The Guardian invited the AVMA to comment on Smith’s pending execution, but it declined. “Our document applies only to animals,” a spokesman said.
Similar laboratory experiments have been carried out by the European Commission with almost identical findings and recommendations. A team of scientists reported that dogs and cats displayed convulsions and gasping after being given nitrogen, concluding that this “is not an acceptable [euthanasia] method unless the animal is anaesthetised”.

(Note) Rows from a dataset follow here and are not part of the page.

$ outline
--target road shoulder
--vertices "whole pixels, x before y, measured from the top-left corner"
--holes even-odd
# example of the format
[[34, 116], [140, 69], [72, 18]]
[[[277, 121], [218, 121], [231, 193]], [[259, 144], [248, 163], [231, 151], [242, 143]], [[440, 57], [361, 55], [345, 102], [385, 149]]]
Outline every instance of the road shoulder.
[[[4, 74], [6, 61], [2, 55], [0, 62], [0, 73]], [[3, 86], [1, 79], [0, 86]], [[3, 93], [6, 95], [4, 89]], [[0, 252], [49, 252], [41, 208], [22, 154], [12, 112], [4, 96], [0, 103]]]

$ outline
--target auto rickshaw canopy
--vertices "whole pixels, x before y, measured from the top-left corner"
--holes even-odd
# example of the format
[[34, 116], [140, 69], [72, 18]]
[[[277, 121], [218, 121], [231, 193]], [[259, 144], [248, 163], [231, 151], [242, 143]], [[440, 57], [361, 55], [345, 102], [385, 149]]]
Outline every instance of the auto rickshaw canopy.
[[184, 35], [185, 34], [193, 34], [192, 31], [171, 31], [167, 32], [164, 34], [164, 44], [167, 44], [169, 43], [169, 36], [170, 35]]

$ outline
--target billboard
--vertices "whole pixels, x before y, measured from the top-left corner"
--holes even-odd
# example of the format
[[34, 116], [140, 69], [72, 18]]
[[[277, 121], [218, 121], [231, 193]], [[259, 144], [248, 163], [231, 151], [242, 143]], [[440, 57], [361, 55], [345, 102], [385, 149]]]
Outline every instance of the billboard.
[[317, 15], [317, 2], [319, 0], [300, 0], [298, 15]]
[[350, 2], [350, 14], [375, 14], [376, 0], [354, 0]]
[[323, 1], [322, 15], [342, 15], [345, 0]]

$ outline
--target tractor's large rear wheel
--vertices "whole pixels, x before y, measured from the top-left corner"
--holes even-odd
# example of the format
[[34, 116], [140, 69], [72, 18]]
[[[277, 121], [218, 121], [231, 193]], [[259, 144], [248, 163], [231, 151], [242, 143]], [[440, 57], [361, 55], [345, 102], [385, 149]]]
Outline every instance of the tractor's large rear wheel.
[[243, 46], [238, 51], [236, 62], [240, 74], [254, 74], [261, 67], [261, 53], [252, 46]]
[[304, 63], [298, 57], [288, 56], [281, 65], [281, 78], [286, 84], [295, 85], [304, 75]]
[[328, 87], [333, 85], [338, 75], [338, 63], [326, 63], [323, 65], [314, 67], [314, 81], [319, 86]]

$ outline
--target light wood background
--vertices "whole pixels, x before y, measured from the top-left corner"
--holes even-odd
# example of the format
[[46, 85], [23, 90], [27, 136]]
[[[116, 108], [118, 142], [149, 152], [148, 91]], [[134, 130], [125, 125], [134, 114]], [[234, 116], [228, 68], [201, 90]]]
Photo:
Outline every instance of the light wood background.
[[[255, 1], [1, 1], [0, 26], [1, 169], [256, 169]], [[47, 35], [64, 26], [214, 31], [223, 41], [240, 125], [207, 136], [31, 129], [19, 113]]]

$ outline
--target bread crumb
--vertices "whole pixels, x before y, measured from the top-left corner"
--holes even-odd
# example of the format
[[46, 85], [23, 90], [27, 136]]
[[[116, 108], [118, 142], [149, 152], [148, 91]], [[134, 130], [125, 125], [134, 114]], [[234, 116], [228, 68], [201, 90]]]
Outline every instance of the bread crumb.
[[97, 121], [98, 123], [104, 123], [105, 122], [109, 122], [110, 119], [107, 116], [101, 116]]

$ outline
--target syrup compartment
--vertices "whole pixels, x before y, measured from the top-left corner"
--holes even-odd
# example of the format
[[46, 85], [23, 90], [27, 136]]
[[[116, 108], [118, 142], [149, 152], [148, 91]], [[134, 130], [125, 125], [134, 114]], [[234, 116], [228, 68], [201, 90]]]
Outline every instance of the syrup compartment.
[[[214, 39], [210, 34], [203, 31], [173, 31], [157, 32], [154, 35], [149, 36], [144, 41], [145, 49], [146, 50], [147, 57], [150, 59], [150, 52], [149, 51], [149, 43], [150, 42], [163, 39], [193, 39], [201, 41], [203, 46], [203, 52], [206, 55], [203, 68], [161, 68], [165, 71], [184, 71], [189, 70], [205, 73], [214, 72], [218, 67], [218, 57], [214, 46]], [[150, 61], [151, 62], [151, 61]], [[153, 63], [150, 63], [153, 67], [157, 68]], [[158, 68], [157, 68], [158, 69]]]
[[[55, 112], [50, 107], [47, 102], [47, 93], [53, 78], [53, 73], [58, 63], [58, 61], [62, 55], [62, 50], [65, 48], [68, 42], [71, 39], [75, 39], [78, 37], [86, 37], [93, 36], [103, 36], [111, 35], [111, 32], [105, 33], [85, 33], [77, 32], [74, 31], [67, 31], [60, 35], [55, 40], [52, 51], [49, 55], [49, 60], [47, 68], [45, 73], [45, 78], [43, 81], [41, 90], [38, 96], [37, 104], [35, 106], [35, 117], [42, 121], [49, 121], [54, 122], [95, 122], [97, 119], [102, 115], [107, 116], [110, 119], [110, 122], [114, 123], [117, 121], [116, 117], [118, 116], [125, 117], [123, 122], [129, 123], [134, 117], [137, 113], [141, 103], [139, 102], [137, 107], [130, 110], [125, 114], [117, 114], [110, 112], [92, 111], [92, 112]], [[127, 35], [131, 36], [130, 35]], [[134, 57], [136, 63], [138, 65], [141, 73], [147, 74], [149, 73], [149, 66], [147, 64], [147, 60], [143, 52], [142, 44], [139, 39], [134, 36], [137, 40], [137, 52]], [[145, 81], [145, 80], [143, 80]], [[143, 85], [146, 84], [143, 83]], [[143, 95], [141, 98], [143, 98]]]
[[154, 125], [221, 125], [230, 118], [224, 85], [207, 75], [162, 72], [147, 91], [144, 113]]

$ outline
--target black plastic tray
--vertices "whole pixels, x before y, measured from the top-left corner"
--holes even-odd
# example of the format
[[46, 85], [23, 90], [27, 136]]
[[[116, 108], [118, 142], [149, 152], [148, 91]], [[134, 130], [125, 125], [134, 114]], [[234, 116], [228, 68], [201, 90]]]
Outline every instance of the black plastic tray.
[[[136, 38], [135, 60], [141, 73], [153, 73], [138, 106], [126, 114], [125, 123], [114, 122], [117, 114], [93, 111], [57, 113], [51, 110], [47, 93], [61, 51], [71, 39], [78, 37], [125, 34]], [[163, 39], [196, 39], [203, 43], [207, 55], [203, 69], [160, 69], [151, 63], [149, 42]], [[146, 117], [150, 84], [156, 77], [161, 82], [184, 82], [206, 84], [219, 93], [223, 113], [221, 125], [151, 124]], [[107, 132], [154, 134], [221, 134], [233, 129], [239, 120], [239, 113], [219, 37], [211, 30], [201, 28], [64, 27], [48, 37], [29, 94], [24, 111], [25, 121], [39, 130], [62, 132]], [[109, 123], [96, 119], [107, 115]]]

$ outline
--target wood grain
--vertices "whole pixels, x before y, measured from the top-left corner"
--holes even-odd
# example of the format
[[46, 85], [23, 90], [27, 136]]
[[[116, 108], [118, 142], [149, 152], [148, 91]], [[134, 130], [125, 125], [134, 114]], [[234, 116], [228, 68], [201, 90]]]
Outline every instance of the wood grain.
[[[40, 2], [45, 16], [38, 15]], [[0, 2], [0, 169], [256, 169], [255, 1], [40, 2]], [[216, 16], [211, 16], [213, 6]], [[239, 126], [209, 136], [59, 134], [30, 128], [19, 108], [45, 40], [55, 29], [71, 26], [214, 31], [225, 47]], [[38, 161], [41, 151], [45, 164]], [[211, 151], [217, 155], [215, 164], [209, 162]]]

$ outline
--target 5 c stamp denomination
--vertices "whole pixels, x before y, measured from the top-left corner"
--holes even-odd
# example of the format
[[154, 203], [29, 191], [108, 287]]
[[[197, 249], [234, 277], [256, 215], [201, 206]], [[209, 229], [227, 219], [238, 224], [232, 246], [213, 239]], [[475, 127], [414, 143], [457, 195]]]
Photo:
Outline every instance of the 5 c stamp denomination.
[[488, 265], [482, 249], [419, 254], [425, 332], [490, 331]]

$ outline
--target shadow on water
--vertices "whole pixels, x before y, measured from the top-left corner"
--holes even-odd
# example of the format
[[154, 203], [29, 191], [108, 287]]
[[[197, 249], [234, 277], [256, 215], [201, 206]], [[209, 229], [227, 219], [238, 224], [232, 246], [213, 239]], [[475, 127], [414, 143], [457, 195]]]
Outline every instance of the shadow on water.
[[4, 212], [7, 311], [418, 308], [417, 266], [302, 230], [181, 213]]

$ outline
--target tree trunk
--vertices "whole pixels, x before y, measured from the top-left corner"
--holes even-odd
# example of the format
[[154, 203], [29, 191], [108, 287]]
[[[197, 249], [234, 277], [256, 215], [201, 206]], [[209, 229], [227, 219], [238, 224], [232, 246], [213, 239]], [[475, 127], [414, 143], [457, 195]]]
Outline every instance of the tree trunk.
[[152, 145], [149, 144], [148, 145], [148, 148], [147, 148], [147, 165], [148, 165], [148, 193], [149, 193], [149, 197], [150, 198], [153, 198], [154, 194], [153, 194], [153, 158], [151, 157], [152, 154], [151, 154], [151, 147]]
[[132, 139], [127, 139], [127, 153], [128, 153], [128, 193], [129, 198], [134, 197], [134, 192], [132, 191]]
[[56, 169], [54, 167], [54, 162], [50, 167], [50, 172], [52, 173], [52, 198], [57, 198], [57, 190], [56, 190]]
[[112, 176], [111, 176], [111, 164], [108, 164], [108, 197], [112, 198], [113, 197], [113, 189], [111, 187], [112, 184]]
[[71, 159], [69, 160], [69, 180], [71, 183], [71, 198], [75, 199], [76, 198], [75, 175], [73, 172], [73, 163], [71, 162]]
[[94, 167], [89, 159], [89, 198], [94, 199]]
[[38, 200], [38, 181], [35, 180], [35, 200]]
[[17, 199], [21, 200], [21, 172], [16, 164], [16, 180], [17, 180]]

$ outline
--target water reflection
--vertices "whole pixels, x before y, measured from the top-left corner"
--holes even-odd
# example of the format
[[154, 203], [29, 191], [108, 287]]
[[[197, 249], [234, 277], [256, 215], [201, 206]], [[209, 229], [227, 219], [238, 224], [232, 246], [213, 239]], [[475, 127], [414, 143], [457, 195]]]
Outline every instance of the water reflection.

The European commission paper said that “kittens and puppies are resistant – they fall unconscious but fail to die – this is not an acceptable method”. It added that “euthanasia of birds is not considered acceptable unless unconscious” and warned that the responses of the birds “may be objectionable to personnel”.
David Morton, professor emeritus of biomedical science and ethics at the University of Birmingham in the UK, was part of the panel that drew up the commission’s guidelines. Though he has not himself conducted animal experiments using nitrogen, he said that the group found that nitrogen hypoxia was an unsatisfactory euthanasia method for animals for welfare reasons.
“It is effective, but it can cause severe distress before unconsciousness and death ensue. In effect it is a suffocation method. It is likely also that there will be considerable species variation, and we are not sure what will happen in humans.”
Morton also noted a paradox in the way Alabama was approaching Smith’s pending execution. “Animal experiments are usually used as a proxy for humans, but not so in this case it seems – the ultimate test is being carried out using a human being.”
Another member of the European Commission panel, a biologist and medical scientist with a background in animal euthanasia, Clifford Warwick, told the Guardian that he was concerned that Smith might suffer during the procedure. “Wherever strong concentrations of singular or greatly dominant gases are used, such as nitrogen, in nowhere near their normal relevant balance to oxygen, then I suspect that the animal’s/person’s body will dramatically sense the difference and process it as an emergency insult leading to acute distress.”